Abe Carmeli wrote:This is only an observation after judging three barista championships in the past 12 months. During the competitions and the workshops that precede them, judges spend days in close quarters with the competing baristas and some national champions who work in the workshops. It is my impression that the secret ingredient in their barista technique is updosing. 18 grams in a double L/M basket is considered normal by most of the baristas I worked with. At times the impression of the shower screen screw on the spent puck is so deep, it forms a small crater. The updosing is so severe, that in all three competitions the L/M technicians needed to replace the dispersion screen halfway through the competition on all the machines. The baristas will go up to 19 & 19.5 grams at times. There are a couple of reasons for doing it, one of which is compensating for less than perfect distribution & tamping. If the machine can take it, updosing evens out deficiencies in canted tamps, and hurried up distribution. It has to do with the coffee being pressed evenly down by the shower screen. We did some experiments with canted tamps on updosed shots: The spent pucks looked perfectly level. Because of that, judges pay very close attention to leveling the shot and no longer take a leveled puck after the shot as evidence of a good tamp.

Funny thing is, low dosing, that is 13-14 grams, will also produce a shot free of channeling even with less than perfect distribution, but for a different reason. Such shot pucks end up being a dough like mesh during the shot with self healing properties which close any gaps during the shot.

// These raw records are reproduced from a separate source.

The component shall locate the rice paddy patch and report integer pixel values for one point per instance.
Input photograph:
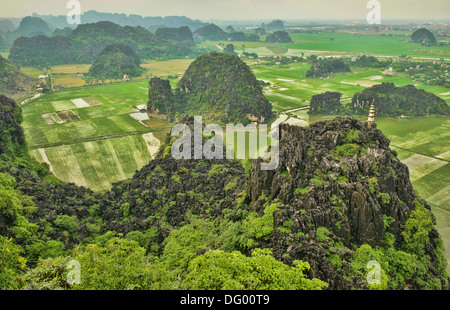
(92, 101)
(140, 116)
(80, 103)
(68, 116)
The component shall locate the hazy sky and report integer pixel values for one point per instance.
(239, 9)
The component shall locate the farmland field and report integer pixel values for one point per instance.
(353, 43)
(91, 136)
(423, 144)
(107, 140)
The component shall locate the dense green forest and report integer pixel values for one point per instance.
(87, 41)
(115, 61)
(13, 82)
(210, 224)
(219, 87)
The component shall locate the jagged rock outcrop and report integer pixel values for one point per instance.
(391, 100)
(338, 181)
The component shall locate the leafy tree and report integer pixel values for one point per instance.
(220, 270)
(12, 263)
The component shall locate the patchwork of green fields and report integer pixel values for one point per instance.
(92, 136)
(102, 143)
(354, 43)
(423, 144)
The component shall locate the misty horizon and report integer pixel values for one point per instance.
(242, 10)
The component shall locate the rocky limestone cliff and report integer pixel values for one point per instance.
(339, 181)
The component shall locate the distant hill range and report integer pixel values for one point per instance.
(182, 35)
(279, 37)
(87, 41)
(211, 32)
(219, 87)
(92, 16)
(389, 100)
(50, 25)
(14, 83)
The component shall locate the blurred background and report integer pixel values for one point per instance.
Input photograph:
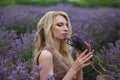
(97, 21)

Overdosing however can be severely punishing when it comes to taste, and it is all coffee dependent of course. I suspect that the great number of imbalanced shots we got in the GLRBC has to do with overdosing.
well doesnt that go against everything jim schulman taught us with his article!

what kind of flavor profile is 'award winning' by judges? is it anything close to what european espressos would taste like? i get quite different flavors from the 2 techniques.